“ ‘There!’ he’d say. ‘Did you see her? She was a big ol’ redhead, with a green tail.’ And I looked, and I looked, but I never did.”
He shook his head. Then he took a handful of mixed nuts from the bowl on the table and began to toss them into his mouth, chomping down on them as if each nut was a twenty-year-old indignity that could never be erased.
“Well,” said Rosie, brightly, “I think he sounds lovely, a real character! We have to get him to come over for the wedding. He’d be the life and soul of the party.”
Which, Fat Charlie explained, after briefly choking on a Brazil nut, was really the last thing you wanted at your wedding, after all, wasn’t it, your father turning up and being the life and soul of the party? He said that his father was, he had no doubt, still the most embarrassing person on God’s Green Earth. He added that he was perfectly happy not to have seen the old goat for several years, and that the best thing his mother ever did was to leave his father and come to England to stay with her Aunt Alanna. He buttressed this by stating categorically that he was damned, double-damned, and quite possibly even thrice-damned if he was going to invite his father. In fact, said Fat Charlie in closing, the best thing about getting married was not having to invite his dad to their wedding.

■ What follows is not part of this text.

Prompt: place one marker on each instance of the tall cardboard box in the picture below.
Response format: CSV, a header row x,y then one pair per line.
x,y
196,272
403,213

And then Fat Charlie saw the expression on Rosie’s face and the icy glint in her normally friendly eyes, and he corrected himself hurriedly, explaining that he meant the second-best, but it was already much too late.
“You’ll just have to get used to the idea,” said Rosie. “After all, a wedding is a marvelous opportunity for mending fences and building bridges. It’s your opportunity to show him that there are no hard feelings.”